0a) Unpack the images into a folder that you can find from a Jupyter notebook. Important: do not look at the images. Part of the 'fun' of this homework is that the outlier images are hidden. This is mandatory fun.

0b) Write a method that converts an image into a graph. There are several steps you'll need to follow:
 * Import the image using skimage.io.imread, and normalize it to have float entries in [0,1] rather than ints [0,255];
 * Increase the contrast of the image. I did this by setting any pixel with value 0< pixel < .5 to 0, and .5 < pixel 1.0 to 1.0. I'd recommend doing the same thing, but you're welcome to try other methods.
 * Skeletonize the image. We discussed this a little in class; you should just use skimage.morphology.skeletonize. This produces an image where each line has been reduced to a single pixel width.
 * Turn the skeletonized image into a graph. Each node of this graph represents a 'live' pixel of the skeleton image, and two pixels are connected if they are adjacent. This includes the pixels that are diagonal from the current pixel. There are many ways to construct this graph; I would suggest using sklearn.neighbors.radius_neigbors_graph, with an appropriate choice of radius.


In [1]:
import os
import skimage.io
from skimage.morphology import skeletonize
from sklearn.neighbors import radius_neighbors_graph
from skimage.color import rgb2gray, rgba2rgb
import matplotlib.pyplot as plt
import networkx as nx
import math
import pandas as pd
import numpy as np

In [2]:
def im_2_graph(im):
    if len(im.shape) == 3:
        # if im.shape[2] == 3:
        #     im = rgb2gray(im)
        # else:
        #     im = rgb2gray(rgba2rgb(im)) # ignore alhpa channel
        im = im[:,:,0]
    
    im = im.astype('float') / 255.0 # normalize
    im = 1 - im
    im[im <= 0.5] = 0.0
    im[im >0.5] = 1.0
    # im = skeletonize(im, method='lee')
    im = skeletonize(im)
    # plt.matshow(im)
    locs_x, locs_y = np.nonzero(im)
    adj = radius_neighbors_graph(np.stack([locs_x, locs_y]).T, math.sqrt(2))
    
    return nx.from_numpy_matrix(adj)

In [3]:
im_2_graph(skimage.io.imread('/Users/maxperozek/CP341/Day6/Fingerprint_data/final_ims/ef2d127d.png'))

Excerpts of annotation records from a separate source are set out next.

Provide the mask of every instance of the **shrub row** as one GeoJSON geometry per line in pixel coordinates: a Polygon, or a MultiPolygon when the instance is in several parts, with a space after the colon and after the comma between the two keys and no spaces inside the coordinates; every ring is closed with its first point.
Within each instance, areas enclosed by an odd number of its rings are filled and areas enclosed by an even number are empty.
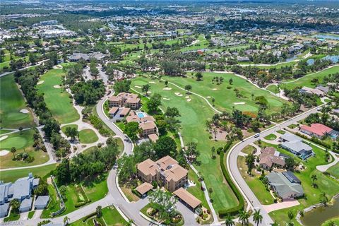
{"type": "MultiPolygon", "coordinates": [[[[230,147],[228,147],[230,148],[230,147]]],[[[225,150],[225,151],[227,153],[229,150],[225,150]]],[[[224,163],[224,153],[222,152],[220,153],[220,166],[221,166],[221,170],[222,171],[222,174],[224,174],[225,179],[227,182],[228,184],[231,187],[232,191],[233,193],[235,194],[235,196],[238,199],[239,204],[238,206],[228,208],[228,209],[223,209],[220,210],[219,211],[219,218],[223,218],[226,217],[227,214],[230,215],[236,215],[239,213],[239,211],[242,210],[244,209],[244,198],[242,197],[242,194],[240,194],[240,191],[238,190],[235,184],[233,183],[233,182],[231,179],[231,177],[230,174],[228,174],[227,170],[226,170],[226,167],[224,163]]]]}

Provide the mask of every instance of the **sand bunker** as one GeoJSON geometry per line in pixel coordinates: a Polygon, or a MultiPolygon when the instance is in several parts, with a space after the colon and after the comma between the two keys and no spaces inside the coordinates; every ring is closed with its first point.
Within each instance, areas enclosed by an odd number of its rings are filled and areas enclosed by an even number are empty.
{"type": "Polygon", "coordinates": [[[27,109],[24,108],[24,109],[20,109],[20,112],[23,113],[23,114],[27,114],[27,113],[29,113],[30,111],[28,111],[27,109]]]}
{"type": "Polygon", "coordinates": [[[5,156],[8,153],[9,153],[9,150],[0,150],[0,156],[5,156]]]}
{"type": "Polygon", "coordinates": [[[8,136],[7,135],[6,136],[0,136],[0,141],[4,141],[4,139],[6,139],[6,138],[8,138],[8,136]]]}

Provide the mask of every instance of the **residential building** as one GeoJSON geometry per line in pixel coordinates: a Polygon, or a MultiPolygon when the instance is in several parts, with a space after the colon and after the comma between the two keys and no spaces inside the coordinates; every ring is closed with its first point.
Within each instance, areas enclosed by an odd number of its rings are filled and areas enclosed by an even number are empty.
{"type": "MultiPolygon", "coordinates": [[[[6,209],[6,205],[13,199],[18,199],[22,204],[20,210],[27,209],[29,201],[32,196],[32,189],[39,184],[39,178],[34,178],[32,173],[28,177],[19,178],[14,183],[0,182],[0,209],[6,209]]],[[[32,202],[31,202],[32,203],[32,202]]],[[[23,210],[23,211],[22,211],[23,210]]]]}
{"type": "Polygon", "coordinates": [[[291,172],[273,172],[266,176],[271,189],[282,200],[290,200],[304,196],[300,181],[291,172]]]}
{"type": "Polygon", "coordinates": [[[49,202],[49,196],[38,196],[34,202],[34,208],[37,210],[44,209],[49,202]]]}
{"type": "Polygon", "coordinates": [[[136,94],[120,93],[117,96],[112,96],[108,99],[109,107],[127,107],[132,109],[138,109],[141,106],[141,99],[136,94]]]}
{"type": "Polygon", "coordinates": [[[32,209],[32,200],[33,199],[32,198],[32,197],[30,197],[28,198],[25,198],[24,200],[23,200],[23,201],[20,204],[20,208],[19,208],[20,213],[30,211],[32,209]]]}
{"type": "Polygon", "coordinates": [[[143,182],[160,183],[172,192],[187,183],[188,171],[170,156],[165,156],[155,162],[148,159],[137,166],[138,177],[143,182]]]}
{"type": "Polygon", "coordinates": [[[141,185],[138,186],[136,188],[136,191],[138,191],[142,197],[147,196],[148,191],[150,191],[153,188],[153,186],[148,182],[144,182],[141,185]]]}
{"type": "Polygon", "coordinates": [[[259,165],[262,169],[270,170],[273,167],[282,168],[285,167],[285,160],[288,156],[284,155],[273,147],[268,147],[261,150],[259,156],[259,165]]]}
{"type": "Polygon", "coordinates": [[[296,155],[302,160],[306,160],[314,155],[312,148],[302,142],[298,136],[286,133],[280,137],[280,147],[296,155]]]}

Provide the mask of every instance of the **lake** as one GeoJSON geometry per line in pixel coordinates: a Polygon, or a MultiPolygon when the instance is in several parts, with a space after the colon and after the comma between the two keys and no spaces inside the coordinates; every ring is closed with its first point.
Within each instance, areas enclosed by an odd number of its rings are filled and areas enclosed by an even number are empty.
{"type": "Polygon", "coordinates": [[[337,197],[332,206],[318,207],[304,214],[301,218],[304,226],[319,226],[325,221],[339,216],[339,197],[337,197]]]}

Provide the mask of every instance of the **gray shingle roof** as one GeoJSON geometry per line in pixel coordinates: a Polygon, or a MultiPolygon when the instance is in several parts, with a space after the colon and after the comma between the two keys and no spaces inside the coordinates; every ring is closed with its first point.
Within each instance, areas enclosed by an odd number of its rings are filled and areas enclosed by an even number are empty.
{"type": "Polygon", "coordinates": [[[304,194],[302,186],[297,183],[290,182],[281,172],[273,172],[266,176],[270,186],[282,198],[290,198],[291,196],[301,196],[304,194]]]}
{"type": "Polygon", "coordinates": [[[28,207],[31,207],[32,206],[32,197],[30,197],[30,198],[25,198],[24,200],[23,200],[23,201],[21,202],[21,204],[20,205],[20,208],[22,209],[22,208],[26,208],[28,207]]]}

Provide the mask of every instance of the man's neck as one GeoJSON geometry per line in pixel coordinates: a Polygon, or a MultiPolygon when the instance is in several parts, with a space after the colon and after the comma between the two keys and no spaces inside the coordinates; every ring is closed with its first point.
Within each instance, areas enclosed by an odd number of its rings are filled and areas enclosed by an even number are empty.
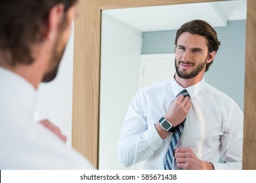
{"type": "Polygon", "coordinates": [[[38,66],[34,64],[31,65],[19,65],[12,67],[5,64],[3,62],[0,62],[0,66],[24,78],[32,84],[35,90],[37,89],[42,80],[42,75],[38,73],[40,69],[35,69],[38,66]],[[36,71],[37,73],[32,72],[32,71],[36,71]]]}

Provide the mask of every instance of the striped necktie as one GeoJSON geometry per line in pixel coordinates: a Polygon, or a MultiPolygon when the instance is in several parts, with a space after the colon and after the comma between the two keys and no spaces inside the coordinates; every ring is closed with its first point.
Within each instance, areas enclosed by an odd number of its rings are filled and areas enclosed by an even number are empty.
{"type": "MultiPolygon", "coordinates": [[[[188,91],[183,90],[181,91],[176,97],[179,95],[182,95],[184,97],[189,96],[188,91]]],[[[165,163],[165,170],[171,170],[172,165],[174,163],[174,150],[176,149],[177,143],[182,133],[184,126],[185,125],[185,120],[177,125],[174,131],[173,137],[171,137],[171,142],[168,148],[167,153],[166,154],[165,163]]]]}

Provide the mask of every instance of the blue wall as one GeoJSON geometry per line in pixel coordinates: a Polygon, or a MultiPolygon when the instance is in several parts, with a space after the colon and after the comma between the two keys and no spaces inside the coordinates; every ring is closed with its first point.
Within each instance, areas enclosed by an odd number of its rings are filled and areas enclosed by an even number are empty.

<networkx.classes.graph.Graph at 0x7f94475264f0>

In [4]:
im_2_graph(skimage.io.imread('/Users/maxperozek/CP341/Day6/Fingerprint_data/final_ims/677fe64a.png'))

<networkx.classes.graph.Graph at 0x7f94474fc1c0>

In [5]:
labels = pd.read_csv('/Users/maxperozek/CP341/Day6/Fingerprint_data/labels.csv', header=None)

In [6]:
labels[labels[0].isin(['2abaca49'])].iloc()[0][1]

'CLEAN'

In [7]:
# running into an issue with some of the files where there are some RGB/ RGBA images which don't play nice with the operations that
print(skimage.io.imread('/Users/maxperozek/CP341/Day6/Fingerprint_data/final_ims/677fe64a.png').shape)
print(skimage.io.imread('/Users/maxperozek/CP341/Day6/Fingerprint_data/final_ims/ef2d127d.png').shape)

(189, 188)
(190, 188, 4)


In [8]:
rootdir = '/Users/maxperozek/CP341/Day6/Fingerprint_data/final_ims/'
graphs = 20000
fp_graphs = []

i = 0
for file in os.listdir(rootdir):
    if i >= graphs:
        break
    im = skimage.io.imread(rootdir + file)
    # print(file)
    gr = im_2_graph(im)
    label = labels[labels[0].isin([file[:-4]])].iloc()[0][1]
    fp_graphs.append((gr, label))
    i += 1

1a) Write a method that measures the following things about each graph:
 * A histogram of component sizes.
 * A histogram of node degrees.
 * A histogram of lengths of the components which are path graphs.

In [9]:
import torch

  from .autonotebook import tqdm as notebook_tqdm


In [10]:
def graph_2_vec(gr):
    comp_list = [len(c) for c in sorted(nx.connected_components(gr), key=len, reverse=True)]
    comp_hist = np.histogram(comp_list, bins=[0,4,8,12,16,20,24,28,32,5000])
    # print(comp_list)
    # print(comp_hist)
    # print(len(comp_list), comp_hist[0].sum())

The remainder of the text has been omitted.